O interesse do governo nisso é político. Houve uma ação conjugada do governo e do procurador

Queriam a qualquer preço fazer com que fosse incluído no inquérito que o dinheiro teria ido para o comitê

FLÁVIA DE LEON
da Sucursal de Brasília

Iris Rezende, 65, senador pelo PMDB de Goiás e irmão de Otoniel Carneiro, acusado de participar do sumiço de R$ 5 milhões da Caixego (Caixa Econômica de Goiás) e do suposto desvio do dinheiro para seu comitê eleitoral no ano passado, diz que o escândalo é fruto de "perseguição" do procurador Hélio Telho, do Ministério Público Federal no Estado, "a serviço" do governador Marconi Perillo.
A Folha procurou o governador de Goiás, Marconi Perillo, e foi informada de que ele está em Paris, participando de uma reunião com organismos internacionais. Também o procurador Hélio Telho não quis responder às acusações de Iris. A seguir, a entrevista.

Folha - O sr. esteve calado até agora. Como vê o caso?
Iris Rezende -
Essa questão foi apresentada como um escândalo, sob a orientação do governo estadual, que procura estraçalhar a oposição a qualquer custo. Deu a entender que houve uma trapaça na qual meu irmão (Otoniel), como coordenador da campanha, teve participação. Não é assim.
Folha - Como foi, então?
Iris -
Quando se fez o acordo entre funcionários, advogados e o liquidante da Caixego, a Caixa Econômica de Goiás, quatro funcionários tomaram conhecimento do montante (R$ 10 milhões), sentiram-se prejudicados e recorreram ao Ministério Público.
O Banco Central há nove anos decidiu liquidar a Caixego. Nessa época, os funcionários autárquicos recebiam tratamento especial. Decretada a liquidação, contrataram um advogado (Élcio Berquó) para defender seus possíveis direitos.
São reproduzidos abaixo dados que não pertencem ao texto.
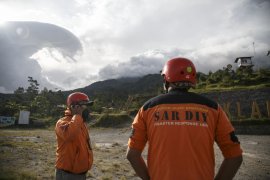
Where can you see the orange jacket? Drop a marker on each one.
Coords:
(181, 128)
(73, 152)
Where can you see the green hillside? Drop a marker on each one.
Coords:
(125, 94)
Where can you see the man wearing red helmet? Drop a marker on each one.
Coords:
(74, 155)
(181, 128)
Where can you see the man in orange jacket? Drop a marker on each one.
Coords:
(74, 156)
(181, 128)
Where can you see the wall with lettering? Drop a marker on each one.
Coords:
(244, 104)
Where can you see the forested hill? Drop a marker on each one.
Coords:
(117, 93)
Segundo consta, foi feito um contrato de risco. Se alcançasse sucesso, o advogado (Berquó) teria direito a 70%. Caso contrário, não receberia honorários nem ressarcimento das despesas. Depois de sete anos, chegou o momento do pagamento. O governo passado (Maguito Vilela) nomeou o diretor financeiro do banco (Edivaldo Andrade) seu liquidante, que passou então a negociar, sempre buscando reduzir os pagamentos.
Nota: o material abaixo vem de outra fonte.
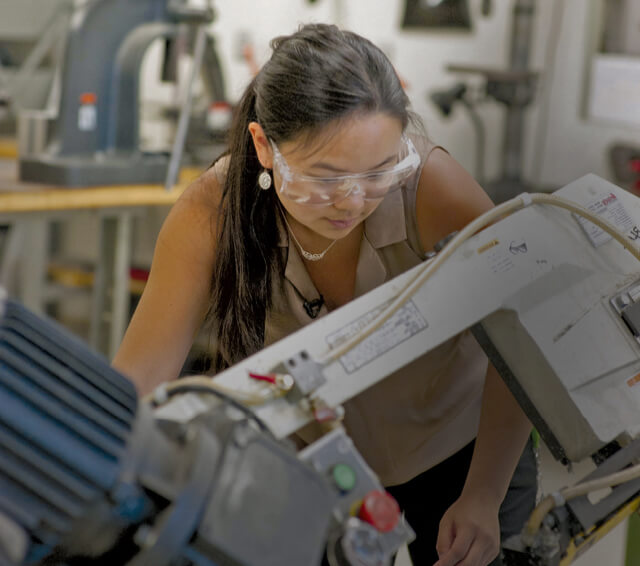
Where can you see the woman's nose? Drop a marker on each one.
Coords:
(350, 197)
Num determinado momento, sentaram-se à mesma mesa o advogado autor da ação (Berquó), o segundo advogado (Valdemar Zaidem), o procurador e o subprocurador do Estado (Gil Alberto Resende e Isaías Carlos da Silva, respectivamente) e o liquidante (Edivaldo Andrade).
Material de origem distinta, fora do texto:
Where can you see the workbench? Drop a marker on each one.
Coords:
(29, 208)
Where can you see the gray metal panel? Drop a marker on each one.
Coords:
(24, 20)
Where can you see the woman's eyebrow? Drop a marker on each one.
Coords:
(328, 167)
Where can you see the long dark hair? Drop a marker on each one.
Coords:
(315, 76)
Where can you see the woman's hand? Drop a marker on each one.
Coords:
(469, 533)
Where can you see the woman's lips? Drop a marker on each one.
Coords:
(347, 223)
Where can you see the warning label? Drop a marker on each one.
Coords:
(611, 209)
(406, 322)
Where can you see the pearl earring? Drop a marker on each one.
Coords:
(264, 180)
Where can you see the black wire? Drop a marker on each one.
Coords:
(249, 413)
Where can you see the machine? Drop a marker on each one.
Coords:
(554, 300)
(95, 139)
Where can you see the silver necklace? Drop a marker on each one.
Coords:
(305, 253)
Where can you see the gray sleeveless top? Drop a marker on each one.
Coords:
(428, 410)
Foi feito o acordo de R$ 10 milhões, mais o Imposto de Renda, e aí se acrescentou mais R$ 1 milhão e tanto. Feito o acordo, pediu-se ao BEG que mandasse três cheques: um no valor de R$ 3,6 milhões, outro no valor de R$ 1,4 milhão e outro no valor de R$ 5 milhões.
Folha - Por que foram pedidos três cheques?
Iris -
Não sei. Um se explica: foi destinado ao pagamento dos 30% dos funcionários. O outro, de R$ 1,4 milhão, foi distribuído em inúmeras contas. Aí é que houve, na verdade, o escândalo. Parte foi para a conta do filho de um deles.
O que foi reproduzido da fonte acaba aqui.